A fundamental skill needed by all practitioners deploying to Kubernetes is debugging issues as they arise on the Kubernetes Platform. Issues can range from application deployment issues, to Kubernetes system issues, or to network issues. The problem is, what is a good starting point for debugging?
In this section, you will learn:
To help solidify your learning, it is recommended that you learn these commands, because they work on vanilla and a majority of Kubernetes releases.
Note: A discussion about ephemeral debug containers is further in this section. It is recommended that you use Kubernetes version 1.23 for the beta release of this feature, enabled by default. If your Kubernetes versions is less than 1.23, you must manually enable this feature.
The general workflow is to get the events, learn about the pod state and then get the pod logs. If these steps do not provide sufficient information, further steps are needed. For example, checking the application configuration and network connectivity within a container.
Always run:
kubectl get events -n <namespace> --sort-by .lastTimestamp [-w]
This provides a list of events that occur in a namespace. The most
recent event is at the bottom of the list. Adding the optional -w
flag
will allow the output to be watched.
Run:
kubectl describe pod/<pod-name> -n <namespace>
to get more details of a pod.
Run:
kubectl logs <pod-name> -n <namespace> [name-of-container, if multiple] [-f]

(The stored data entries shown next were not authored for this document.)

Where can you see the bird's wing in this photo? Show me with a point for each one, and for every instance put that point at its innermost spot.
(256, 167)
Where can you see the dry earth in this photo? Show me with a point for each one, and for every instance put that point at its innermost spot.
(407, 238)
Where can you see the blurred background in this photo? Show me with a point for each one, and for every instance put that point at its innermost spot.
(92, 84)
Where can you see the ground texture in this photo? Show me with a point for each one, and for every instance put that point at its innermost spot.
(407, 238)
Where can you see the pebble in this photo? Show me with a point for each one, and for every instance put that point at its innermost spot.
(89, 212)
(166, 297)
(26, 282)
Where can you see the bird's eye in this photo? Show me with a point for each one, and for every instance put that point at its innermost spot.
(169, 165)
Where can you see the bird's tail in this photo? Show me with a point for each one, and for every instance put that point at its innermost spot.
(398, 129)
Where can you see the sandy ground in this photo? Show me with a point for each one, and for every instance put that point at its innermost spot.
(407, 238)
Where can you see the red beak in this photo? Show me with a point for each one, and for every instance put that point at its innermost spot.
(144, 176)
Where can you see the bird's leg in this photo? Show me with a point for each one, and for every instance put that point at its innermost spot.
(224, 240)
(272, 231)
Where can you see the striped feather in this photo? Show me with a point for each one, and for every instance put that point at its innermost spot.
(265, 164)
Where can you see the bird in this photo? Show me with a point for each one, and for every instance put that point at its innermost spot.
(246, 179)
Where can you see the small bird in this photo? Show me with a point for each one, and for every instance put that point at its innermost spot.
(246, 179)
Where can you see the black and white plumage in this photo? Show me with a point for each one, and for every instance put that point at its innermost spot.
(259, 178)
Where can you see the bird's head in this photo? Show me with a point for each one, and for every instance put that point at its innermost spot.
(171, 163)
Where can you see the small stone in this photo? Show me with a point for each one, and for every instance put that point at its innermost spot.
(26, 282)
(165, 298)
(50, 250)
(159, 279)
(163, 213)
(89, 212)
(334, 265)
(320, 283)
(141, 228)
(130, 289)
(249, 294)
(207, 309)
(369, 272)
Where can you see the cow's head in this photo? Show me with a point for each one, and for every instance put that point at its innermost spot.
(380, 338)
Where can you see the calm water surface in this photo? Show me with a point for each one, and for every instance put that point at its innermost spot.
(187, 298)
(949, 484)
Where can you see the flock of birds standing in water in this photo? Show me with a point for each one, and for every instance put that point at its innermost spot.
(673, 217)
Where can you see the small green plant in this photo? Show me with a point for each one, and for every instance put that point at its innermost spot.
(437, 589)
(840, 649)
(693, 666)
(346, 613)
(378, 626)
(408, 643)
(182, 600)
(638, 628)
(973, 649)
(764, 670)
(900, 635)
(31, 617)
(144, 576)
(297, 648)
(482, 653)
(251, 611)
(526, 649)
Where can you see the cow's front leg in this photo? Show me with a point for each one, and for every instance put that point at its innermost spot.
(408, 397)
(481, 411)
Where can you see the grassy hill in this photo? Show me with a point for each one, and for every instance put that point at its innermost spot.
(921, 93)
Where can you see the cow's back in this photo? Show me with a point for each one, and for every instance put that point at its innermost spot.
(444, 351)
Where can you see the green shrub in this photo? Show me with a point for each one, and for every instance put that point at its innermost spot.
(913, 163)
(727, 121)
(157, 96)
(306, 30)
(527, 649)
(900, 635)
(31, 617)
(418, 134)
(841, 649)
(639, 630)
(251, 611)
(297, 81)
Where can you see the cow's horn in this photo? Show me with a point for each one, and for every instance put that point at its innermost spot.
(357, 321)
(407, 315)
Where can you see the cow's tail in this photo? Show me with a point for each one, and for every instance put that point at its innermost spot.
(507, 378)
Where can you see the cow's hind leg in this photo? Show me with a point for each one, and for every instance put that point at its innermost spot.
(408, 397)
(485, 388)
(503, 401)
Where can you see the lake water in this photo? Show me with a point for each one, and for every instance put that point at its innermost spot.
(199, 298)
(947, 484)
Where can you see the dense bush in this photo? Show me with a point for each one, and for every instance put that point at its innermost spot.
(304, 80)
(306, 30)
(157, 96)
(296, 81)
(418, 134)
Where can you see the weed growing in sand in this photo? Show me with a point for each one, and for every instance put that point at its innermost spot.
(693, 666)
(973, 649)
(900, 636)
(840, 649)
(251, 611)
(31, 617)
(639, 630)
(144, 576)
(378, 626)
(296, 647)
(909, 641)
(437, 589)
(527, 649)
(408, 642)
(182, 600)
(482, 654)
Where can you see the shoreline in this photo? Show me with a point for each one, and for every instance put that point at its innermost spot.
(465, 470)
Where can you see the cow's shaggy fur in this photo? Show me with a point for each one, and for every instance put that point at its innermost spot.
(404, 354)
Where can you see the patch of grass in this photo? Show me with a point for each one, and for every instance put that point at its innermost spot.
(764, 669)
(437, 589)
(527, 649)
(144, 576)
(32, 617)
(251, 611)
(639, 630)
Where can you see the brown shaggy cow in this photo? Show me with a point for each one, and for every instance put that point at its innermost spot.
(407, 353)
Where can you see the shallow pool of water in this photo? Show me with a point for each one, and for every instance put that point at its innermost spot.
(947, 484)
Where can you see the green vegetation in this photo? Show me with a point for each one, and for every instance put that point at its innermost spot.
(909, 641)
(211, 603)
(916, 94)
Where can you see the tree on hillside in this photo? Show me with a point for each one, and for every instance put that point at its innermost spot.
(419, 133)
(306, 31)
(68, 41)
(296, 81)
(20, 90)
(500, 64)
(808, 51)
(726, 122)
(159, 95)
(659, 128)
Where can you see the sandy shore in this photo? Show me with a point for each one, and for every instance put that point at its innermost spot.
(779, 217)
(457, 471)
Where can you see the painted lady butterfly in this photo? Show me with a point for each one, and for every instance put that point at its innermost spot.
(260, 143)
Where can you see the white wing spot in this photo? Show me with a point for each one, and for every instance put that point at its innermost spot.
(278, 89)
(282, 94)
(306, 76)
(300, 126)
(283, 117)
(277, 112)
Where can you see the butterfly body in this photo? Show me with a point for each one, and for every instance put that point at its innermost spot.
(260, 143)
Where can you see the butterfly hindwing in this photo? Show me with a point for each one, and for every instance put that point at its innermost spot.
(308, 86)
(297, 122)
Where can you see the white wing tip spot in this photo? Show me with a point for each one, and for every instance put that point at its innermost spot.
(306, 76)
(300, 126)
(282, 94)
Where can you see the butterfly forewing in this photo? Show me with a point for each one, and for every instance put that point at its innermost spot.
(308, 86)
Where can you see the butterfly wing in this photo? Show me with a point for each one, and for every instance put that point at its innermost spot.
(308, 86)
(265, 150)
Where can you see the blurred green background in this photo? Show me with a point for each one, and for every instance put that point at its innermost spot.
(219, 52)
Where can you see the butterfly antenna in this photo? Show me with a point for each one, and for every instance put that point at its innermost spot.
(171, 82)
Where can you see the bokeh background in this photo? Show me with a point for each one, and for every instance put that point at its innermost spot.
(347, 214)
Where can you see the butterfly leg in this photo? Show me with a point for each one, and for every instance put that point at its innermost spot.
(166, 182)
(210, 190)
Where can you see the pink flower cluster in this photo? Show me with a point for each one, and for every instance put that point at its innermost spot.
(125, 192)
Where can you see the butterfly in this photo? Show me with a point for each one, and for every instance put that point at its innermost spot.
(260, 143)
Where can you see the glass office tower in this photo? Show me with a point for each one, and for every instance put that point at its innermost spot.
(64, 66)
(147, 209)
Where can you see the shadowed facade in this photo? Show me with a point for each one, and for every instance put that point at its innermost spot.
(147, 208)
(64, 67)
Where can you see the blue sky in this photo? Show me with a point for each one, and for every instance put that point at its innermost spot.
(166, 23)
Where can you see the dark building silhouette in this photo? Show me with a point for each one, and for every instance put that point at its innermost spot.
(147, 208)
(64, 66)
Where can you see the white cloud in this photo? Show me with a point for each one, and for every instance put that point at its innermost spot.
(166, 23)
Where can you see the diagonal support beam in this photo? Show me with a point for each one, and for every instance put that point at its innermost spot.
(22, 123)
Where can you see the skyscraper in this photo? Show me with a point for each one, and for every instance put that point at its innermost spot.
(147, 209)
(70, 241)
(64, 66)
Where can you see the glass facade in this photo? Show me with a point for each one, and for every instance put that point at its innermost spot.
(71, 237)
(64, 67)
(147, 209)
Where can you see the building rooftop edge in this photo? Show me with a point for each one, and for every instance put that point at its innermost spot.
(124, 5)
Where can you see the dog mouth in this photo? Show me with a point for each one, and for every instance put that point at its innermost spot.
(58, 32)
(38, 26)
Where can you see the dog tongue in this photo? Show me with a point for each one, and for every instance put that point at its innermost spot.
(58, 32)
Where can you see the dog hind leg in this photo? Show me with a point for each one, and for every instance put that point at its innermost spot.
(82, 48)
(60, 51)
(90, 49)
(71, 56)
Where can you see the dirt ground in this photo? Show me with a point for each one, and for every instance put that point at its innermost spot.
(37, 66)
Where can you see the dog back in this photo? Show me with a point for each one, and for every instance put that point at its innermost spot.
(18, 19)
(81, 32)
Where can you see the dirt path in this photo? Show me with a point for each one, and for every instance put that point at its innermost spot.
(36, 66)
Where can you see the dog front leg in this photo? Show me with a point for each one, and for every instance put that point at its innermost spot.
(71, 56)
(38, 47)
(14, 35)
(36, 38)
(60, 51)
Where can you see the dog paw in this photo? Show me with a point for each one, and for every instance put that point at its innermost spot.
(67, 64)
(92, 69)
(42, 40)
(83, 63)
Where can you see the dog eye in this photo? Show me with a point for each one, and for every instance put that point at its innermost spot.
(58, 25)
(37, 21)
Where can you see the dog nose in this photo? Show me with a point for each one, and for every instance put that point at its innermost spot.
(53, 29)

This gets logs from a pod. Adding the optional -f
flag enables
tailing of the logs. Note that logs only work with the pod API, but you
can still selects a pod to get logs from a deployment/daemonset perspective. For example,
kubectl logs ds/<daemonset-name> -n <namespace> [name-of-container, if multiple] [-f]
A useful command line tool is stern because it allows tailing of logs from multiple pods and containers. Stern can also apply regular expressions to filter specific logs. Kail is another similar log helper tool. For most debugging purposes, try to limit the logging scope to avoid cognitive overload that may distract you from finding the real problem.
If you cannot access the cluster, check the log aggregation
platform, if the cluster is connected to one. For example, Splunk or ELK if they
are setup. From the log platforms, try searching by the node name/IP and/or
components such as kubelet
and kube-proxy
. If the cluster is not accessible
because kubectl
commands do not work, you must access the cluster nodes to
find more details. See “Accessing nodes” for more information.
If the cluster is still accessible and existing logs pinpoints to another system issue, it is possible to access the pod container to perform tests such as validating the state of a running process, it’s configuration, or to check a container’s network connectivity. See “Accessing containers” for more information.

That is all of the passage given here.